Tax avoidance?  Not a chance.   Black’s Legal Dictionary, Avoidance of Tax - “the method by which a taxpayer reduces his tax liability without committing fraud.”
In other words, tax avoidance is using all legal means to reduce your tax liability and we all have the right to avoid taxes.

When does tax avoidance reach the level of tax evasion?  Most of the time, just like the above, people know when they are doing something wrong or fraudulent.  Regrettably some folks do not know you can go to jail for tax evasion.  Some folks who have taken part in such schemes have found themselves not only owing hundreds of thousands of dollars to the taxing authorities, both federal and local, but also facing jail time. A good rule of thumb when evaluating such schemes might be, “If it sounds too good to be true, it probably is.”
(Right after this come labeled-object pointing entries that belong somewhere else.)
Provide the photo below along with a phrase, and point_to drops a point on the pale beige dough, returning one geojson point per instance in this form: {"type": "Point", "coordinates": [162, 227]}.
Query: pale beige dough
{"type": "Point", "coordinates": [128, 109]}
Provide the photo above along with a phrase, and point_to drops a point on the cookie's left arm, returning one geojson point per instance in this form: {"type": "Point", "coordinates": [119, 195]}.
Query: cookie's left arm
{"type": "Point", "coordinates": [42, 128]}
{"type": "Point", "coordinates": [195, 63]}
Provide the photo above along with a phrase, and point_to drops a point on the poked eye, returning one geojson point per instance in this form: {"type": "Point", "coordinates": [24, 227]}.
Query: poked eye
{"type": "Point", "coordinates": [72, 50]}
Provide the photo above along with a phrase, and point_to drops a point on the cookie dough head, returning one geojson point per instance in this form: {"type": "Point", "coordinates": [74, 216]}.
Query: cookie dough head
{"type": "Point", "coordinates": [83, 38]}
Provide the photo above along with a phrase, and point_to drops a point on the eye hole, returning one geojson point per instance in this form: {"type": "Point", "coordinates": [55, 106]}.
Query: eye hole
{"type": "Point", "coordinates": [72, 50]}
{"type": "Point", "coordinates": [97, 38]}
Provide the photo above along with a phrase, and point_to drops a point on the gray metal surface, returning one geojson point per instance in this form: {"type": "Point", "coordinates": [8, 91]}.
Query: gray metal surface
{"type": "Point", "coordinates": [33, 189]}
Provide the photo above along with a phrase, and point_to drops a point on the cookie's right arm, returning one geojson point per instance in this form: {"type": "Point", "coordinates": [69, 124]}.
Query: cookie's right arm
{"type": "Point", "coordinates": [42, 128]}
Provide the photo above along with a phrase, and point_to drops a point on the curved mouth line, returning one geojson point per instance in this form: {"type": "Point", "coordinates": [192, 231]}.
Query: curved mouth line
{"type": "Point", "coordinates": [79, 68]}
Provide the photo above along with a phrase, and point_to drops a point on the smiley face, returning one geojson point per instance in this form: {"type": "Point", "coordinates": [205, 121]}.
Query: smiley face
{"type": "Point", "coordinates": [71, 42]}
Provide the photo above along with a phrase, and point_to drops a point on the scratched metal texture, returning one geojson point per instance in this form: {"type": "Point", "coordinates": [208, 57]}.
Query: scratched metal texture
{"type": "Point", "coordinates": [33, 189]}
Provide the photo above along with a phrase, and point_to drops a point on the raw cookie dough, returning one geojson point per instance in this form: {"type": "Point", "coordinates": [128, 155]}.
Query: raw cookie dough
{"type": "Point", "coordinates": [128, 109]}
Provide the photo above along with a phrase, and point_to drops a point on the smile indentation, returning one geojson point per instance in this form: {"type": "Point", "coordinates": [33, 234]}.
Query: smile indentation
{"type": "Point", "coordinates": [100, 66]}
Some taxpayers participate in obvious tax evasion as a daily practice.
·      Cash transactions that never see the books.
·      Paying employees “off books” to avoid employment taxes
·      Failing to report income with full intent to evade paying taxes
·      Trumping up expenses that have absolutely no basis in reality
·      Keeping two set of books

The result of these evasions can result in significant fines or even jail time.  Two recent convictions turned out badly for the miscreants (from http://www.taxproblemattorneyblog.com):

Horany, a business owner, admitted to underreporting his income by approximately $175,000, which resulted in his underreporting his tax due and owing by over $60,000 in 2007 alone. In total, Horany underreported his tax due by more than $145,000; he was sentenced to 12 months in prison for his actions. Sometimes taxpayers try to convince themselves that the IRS won't go after them because they are "minnows." This case is a warning that it is not necessary to evade millions of dollars in taxes in order to be prosecuted for tax evasion.

Sathre, also a business owner, was a much bigger fish; he pled guilty to charges of tax evasion and was sentenced to 36 months in prison and was ordered to pay $3,113,882 in restitution for willfully evading payment of his taxes for 1995 and 1996. According to the Department of Justice press release, Sathre concealed income from a property he sold, for which he received over $3 million in installment payments. Sathre compounded the problem by sending over $500,000 during 2005 and 2006 to an
offshore bank account in the Caribbean, and later wired $900,000 from the sale of another property to the same offshore account in an attempt keep the funds out of the reach of the IRS. In addition, Sathre supplied the Caribbean bank with false declarations and false promissory notes and also claimed he was neither a citizen nor a resident of the United States. Although not mentioned in the press release, one would assume that Sathre also failed to file Foreign Bank Account Reports (FBARs) on TD-F 90-22.1 (now known as FinCEN Form 114). These criminal tax cases (among many others) demonstrate that the IRS takes the issue of underreporting income very seriously and will not hesitate to press for a prison sentence in cases involving tax evasion.

So where should you draw the line. You should take advantage of every possible expense deduction and loophole regarding earnings, but understand that when you go too far, it may cost you dearly in dollars or even a unexpected vacation in the Federal penitentiary.